The latter had tried to take Tripoli with arms, Bashaga with politics. Both failed. They have thus returned to the starting point. With the complicity of their respective international sponsors, Turkey on the side of Tripoli, Russia and Egypt on that of Haftar. It is above all the Russians who blow the fire because they have more to lose from the reconstitution of a Libyan national envelope. Turks, Egyptians and other actors (Emiratis, Qataris, Algerians, French) are more willing to sit in a political-diplomatic bazaar.
Little is said about Libya.
The European Council has just concluded with its eyes spasmodically focused on Ukraine, on the grain that does not leave the Odessa silos, on Viktor Orban who is making headlines out of friendship with Vladimir Putin , on the Russian machine of destruction advancing in Donbas. Rightly. But forgetting Libya is a luxury that Italy cannot afford. Both because of the intensity of relations between the two countries, which leads the Libyans to look to Italy as a European side and privileged interlocutor, and because instability in Tripoli and Benghazi means headaches for Rome.

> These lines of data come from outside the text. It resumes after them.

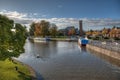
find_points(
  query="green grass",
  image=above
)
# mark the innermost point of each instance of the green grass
(8, 71)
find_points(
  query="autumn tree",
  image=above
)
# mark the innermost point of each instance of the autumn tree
(71, 32)
(32, 29)
(11, 41)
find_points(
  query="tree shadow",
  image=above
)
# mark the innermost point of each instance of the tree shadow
(26, 77)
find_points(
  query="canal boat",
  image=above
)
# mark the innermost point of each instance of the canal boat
(83, 41)
(39, 39)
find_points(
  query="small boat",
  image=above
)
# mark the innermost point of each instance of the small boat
(83, 41)
(38, 39)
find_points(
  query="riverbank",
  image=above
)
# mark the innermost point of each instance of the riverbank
(32, 72)
(64, 39)
(106, 49)
(14, 70)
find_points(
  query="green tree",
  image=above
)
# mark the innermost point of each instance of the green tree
(11, 42)
(32, 29)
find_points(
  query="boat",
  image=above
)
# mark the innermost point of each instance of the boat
(83, 41)
(39, 39)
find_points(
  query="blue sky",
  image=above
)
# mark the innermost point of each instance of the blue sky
(98, 12)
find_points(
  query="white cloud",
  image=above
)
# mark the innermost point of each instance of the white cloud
(28, 18)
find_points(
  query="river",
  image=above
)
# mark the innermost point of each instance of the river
(67, 61)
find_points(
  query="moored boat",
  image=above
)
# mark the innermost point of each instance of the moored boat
(38, 39)
(83, 41)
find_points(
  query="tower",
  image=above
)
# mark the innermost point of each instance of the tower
(80, 27)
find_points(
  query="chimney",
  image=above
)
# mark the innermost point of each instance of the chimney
(80, 27)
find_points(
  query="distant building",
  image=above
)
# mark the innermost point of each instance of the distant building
(115, 32)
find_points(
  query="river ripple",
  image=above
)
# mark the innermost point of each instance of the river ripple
(67, 61)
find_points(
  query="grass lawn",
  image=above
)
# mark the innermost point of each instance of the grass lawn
(8, 71)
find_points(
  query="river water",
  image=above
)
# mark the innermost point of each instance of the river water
(67, 61)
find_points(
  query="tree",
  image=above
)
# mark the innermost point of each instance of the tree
(71, 32)
(53, 30)
(44, 28)
(11, 43)
(32, 29)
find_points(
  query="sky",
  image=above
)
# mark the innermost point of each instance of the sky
(94, 13)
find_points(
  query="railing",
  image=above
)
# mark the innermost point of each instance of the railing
(109, 45)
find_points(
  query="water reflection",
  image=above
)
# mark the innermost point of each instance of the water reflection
(67, 61)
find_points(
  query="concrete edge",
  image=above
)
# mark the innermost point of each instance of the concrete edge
(106, 52)
(32, 71)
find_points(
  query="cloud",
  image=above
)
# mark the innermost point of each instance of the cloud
(28, 18)
(59, 6)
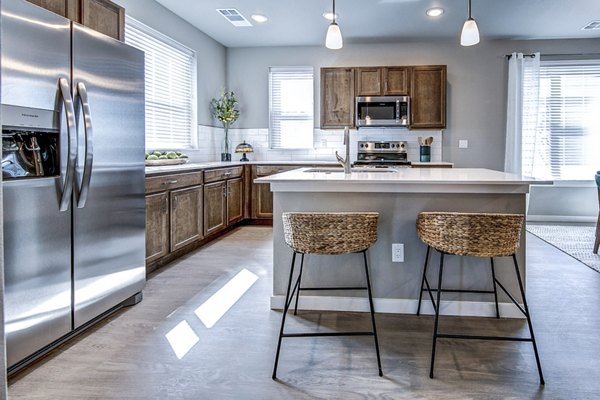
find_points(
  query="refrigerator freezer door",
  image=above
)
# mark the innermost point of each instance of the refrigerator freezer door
(108, 231)
(37, 236)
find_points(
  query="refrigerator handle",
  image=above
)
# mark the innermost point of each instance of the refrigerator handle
(89, 145)
(67, 189)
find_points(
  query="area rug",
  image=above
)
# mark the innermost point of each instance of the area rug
(574, 240)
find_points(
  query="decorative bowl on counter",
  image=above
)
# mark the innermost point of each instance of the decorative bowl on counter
(158, 157)
(154, 163)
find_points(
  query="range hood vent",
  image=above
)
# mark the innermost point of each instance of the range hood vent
(591, 26)
(232, 15)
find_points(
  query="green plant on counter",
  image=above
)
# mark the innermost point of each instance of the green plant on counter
(225, 108)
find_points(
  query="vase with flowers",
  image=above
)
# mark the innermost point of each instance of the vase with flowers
(225, 109)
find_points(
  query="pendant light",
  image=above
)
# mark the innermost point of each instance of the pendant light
(333, 40)
(470, 32)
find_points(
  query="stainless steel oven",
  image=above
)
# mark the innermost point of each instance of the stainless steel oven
(382, 154)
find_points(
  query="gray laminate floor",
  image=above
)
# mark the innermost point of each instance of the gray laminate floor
(129, 357)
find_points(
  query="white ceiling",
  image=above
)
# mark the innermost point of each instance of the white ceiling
(300, 22)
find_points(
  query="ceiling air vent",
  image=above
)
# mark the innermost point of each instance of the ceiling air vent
(232, 15)
(591, 26)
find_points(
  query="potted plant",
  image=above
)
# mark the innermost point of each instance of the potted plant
(225, 109)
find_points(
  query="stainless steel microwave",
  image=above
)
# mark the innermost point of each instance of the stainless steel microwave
(383, 111)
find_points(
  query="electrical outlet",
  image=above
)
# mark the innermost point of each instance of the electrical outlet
(397, 252)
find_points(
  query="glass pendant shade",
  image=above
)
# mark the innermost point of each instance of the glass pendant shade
(470, 33)
(333, 40)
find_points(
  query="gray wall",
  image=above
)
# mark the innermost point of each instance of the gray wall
(476, 84)
(211, 55)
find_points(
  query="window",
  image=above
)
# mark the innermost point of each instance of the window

A rift in Libya between two governments, even if without going back to civil war, must worry us about security, energy supplies and geopolitics. Do we want Russian bases a hundred miles from Sigonella these days? On the immigration front, what to expect when Russian and Ukrainian wheat will not arrive in Libya, as in the rest of North Africa? Time to think about it.
Italy cannot continue to hide behind the United Nations – the UN has tried, it has done its best but has failed in its final objective; the EU is on the run; the American cavalry will only arrive if there is to be counter-terrorism, and only for that.
The only political way out is a negotiation to arrive at a single Libyan executive with power-sharing formulas. It is up to Italy to take the initiative. Not unreasonably, bringing the Libyans to the table, seeking synergy with Paris, pulling Europe with him. But someone has to push in the right direction. In the Libyan interest and in ours.